Yes, and I've posted the definition, twice now. In what way does it fail to define "infinite".
No infinity can exist.
Propose one and I will explain why it is physically impossible.
I propose the infinite number of distinct points in a finite volume of space, or in a finite amount of spacetime if you prefer to work in four dimensions. (Mathematically, this is the same sort of infinity as the infinity of real numbers between 0.0 and 1.0, which includes all the decimal numbers like 0.532, the rational numbers like 2/3, the algebraic numbers like the square root of 1/2, and the transcendental numbers like 1/pi.)
To say such a set of points in space is "physically impossible" is to claim there's a law of physics that it violates. What law of physics do you imagine it violates?
Based on the laws of physics as we currently know them, including quantum mechanics and relativity, that particular infinity is not only physically possible, but
physically necessary.

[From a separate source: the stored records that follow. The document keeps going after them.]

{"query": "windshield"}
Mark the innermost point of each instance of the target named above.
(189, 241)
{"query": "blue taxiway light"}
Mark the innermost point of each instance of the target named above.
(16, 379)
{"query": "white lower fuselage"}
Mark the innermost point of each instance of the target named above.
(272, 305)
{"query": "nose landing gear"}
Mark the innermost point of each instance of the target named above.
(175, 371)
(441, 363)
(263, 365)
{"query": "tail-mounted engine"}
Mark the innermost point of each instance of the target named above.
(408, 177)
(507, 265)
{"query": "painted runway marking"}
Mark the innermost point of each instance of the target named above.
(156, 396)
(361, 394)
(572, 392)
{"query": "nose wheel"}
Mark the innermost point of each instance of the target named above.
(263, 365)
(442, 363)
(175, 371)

A volume of space containing only a finite number of discrete points is physically impossible, as far as physicists can currently tell. Physics appears to require space to be continuous.
If space is discrete then relativity is wrong. But relativity has been very thoroughly tested and appears to be right. Therefore, if you propose that relativity is nonetheless wrong, the burden is on you to present an alternative theory of time and space that is both (a) consistent with discrete space, and (b) at least as accurate as relativity at predicting our observations. Break a leg.